PhD Defense: Basanti Timalsina, HU
Please join the Department of Humanities (HU) for Ph.D. student Basanti Timalsina's doctoral defense, held in the Petersen Library, Walker 318, at 1 p.m. on July 9.
Timalsina's dissertation is titled “The Rhetoric of Indian Farmers’ Protest: History, Media Representation, and Protest Narrative.”
From the abstract:
Social media has played a significant role in protest mobilization, collaboration, and communication during major protest movements such as the Arab Spring, the Black Lives Matter movement, the Occupy movement, and others. Social media’s accessibility and adaptability enable the repurposing of media content to suit users’ need.
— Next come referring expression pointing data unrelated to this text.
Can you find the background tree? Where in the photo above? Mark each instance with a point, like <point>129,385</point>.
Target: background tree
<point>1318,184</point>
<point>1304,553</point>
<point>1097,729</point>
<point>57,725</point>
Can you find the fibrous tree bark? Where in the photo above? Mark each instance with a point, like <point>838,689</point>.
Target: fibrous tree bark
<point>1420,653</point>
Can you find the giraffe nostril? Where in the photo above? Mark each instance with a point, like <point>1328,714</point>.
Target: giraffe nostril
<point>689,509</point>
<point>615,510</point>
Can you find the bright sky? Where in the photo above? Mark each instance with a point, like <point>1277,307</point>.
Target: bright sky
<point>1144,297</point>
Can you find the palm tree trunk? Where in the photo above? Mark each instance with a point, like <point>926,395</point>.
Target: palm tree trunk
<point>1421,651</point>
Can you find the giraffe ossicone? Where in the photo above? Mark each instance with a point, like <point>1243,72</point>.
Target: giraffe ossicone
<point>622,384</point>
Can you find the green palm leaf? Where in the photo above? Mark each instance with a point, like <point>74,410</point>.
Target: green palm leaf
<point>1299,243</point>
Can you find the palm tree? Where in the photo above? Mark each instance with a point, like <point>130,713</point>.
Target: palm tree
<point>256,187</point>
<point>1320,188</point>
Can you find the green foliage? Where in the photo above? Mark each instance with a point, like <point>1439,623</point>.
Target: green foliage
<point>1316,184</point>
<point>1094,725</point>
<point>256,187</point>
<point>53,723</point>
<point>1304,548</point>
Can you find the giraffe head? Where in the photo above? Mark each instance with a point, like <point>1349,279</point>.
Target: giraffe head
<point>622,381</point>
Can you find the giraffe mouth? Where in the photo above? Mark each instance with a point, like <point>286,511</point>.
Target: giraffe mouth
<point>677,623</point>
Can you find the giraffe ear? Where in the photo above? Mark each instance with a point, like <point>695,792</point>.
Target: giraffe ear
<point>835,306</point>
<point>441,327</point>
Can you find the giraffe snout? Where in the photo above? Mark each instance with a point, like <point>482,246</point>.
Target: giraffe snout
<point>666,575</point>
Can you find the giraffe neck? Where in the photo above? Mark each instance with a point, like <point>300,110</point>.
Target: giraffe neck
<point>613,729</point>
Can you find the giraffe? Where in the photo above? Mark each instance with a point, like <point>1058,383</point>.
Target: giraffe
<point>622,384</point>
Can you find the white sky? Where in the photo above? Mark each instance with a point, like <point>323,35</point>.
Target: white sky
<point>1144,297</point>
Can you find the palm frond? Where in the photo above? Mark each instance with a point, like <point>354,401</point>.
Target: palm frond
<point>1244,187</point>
In this dissertation, I examine the active, purposeful, and strategic use of media tools and symbolic acts of resistance, as well as their impacts on the representation of the Indian farmers’ protest movement of 2020-2021. While the farmers’ protest first began locally to repeal the three controversial farm bills introduced by the Indian government, the movement later intensified and transformed into a General Strike and garnered wider national and international attention.
Indian agriculture has long been the backbone of the Indian economy, with 82% of the farmers being “small and marginal” who rely on agriculture as their source of livelihood (FAO1, para. 4). The farming communities were directly impacted by the farm bills and prompted farmers to resist the government’s move. I connect the discussion to Indian agricultural history and argue that the allied community of subaltern farmers and farmer unions provided strong support for promoting narratives of farmer identity and union history. The study engages in online mainstream media and social media content analysis, establishing connections between media framing, representation of narratives, protest mobilization, and leadership roles, which offers an activist perspective on the rhetoric of protest. I argue that media strategies for the representation of activist-led alternative and counter-narratives were effectively employed through historical referencing, memory work, and narrative integrations. Further, the involvement and support of ‘organic intellectuals’ (Gramsci, 1971), along with the negotiation strategies adopted by the farmer leaders, contributed to the sustenance and success of the protest movement.